Al anochecer ella se encontraba sola en la lúgubre habitación en que la habían encerrado desnuda. La luz del sol menguante se filtra por una pequeña ventana que da a un patio de frío cemento.
Frío.
Ella ya no recuerda cómo se siente el frío. Ni el calor del sol quemando su blanca piel.
Ya no recuerda lo que es estar en este mundo.
Toma entonces la cuchilla robada entre sus manos.
Su cuerpo se convierte en el lienzo una vez más.
Poco a poco suaves caminos ensangrentados pueblan sus brazos, abdomen y piernas.
Líquido negro, corrupto y sucio mana de toda ella, intentando purificar aquello que ya no es purificable.

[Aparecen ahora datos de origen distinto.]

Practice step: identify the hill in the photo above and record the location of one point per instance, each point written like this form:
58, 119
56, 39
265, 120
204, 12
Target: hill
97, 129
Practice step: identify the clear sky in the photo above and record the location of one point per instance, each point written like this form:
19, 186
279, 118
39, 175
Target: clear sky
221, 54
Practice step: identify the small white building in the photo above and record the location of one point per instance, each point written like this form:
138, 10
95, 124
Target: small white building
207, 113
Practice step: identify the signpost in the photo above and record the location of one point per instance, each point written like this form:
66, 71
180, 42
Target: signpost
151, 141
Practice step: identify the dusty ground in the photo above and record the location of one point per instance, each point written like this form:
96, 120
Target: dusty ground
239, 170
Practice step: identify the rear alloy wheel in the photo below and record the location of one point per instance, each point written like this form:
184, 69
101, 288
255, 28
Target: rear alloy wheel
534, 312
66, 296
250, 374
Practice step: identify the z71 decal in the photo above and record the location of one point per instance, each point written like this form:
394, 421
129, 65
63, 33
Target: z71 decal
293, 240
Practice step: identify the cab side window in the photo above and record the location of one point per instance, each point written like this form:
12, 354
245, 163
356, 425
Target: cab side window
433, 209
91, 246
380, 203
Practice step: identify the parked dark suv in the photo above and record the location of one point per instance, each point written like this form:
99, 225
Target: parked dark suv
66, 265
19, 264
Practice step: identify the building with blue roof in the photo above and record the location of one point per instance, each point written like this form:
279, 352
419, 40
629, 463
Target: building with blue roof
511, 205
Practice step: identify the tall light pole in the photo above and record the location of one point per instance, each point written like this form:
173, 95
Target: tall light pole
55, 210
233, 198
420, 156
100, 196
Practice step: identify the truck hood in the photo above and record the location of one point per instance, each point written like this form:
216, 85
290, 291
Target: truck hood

No siente el dolor de la piel al abrirse bajo el metal plateado. No siente el lustroso brebaje correr por su piel y gotear al colchón en que ahora se encuentra.
No cae ni una sola lágrima, porque ella ya no puede llorar.
Ahora es la luz de la luna la que se filtra por el hueco que da al patio de frío cemento.
Ella se esconde bajo las pegajosas sábanas manchadas de la ponzoña que corre por sus venas cuando escucha como cada noche esos pasos acercarse.
Sabe que la castigarán por automutilarse, pero no la importa, porque no lo sentirá, por mucho que presionen.
No hay nada peor que estar muerto en vida.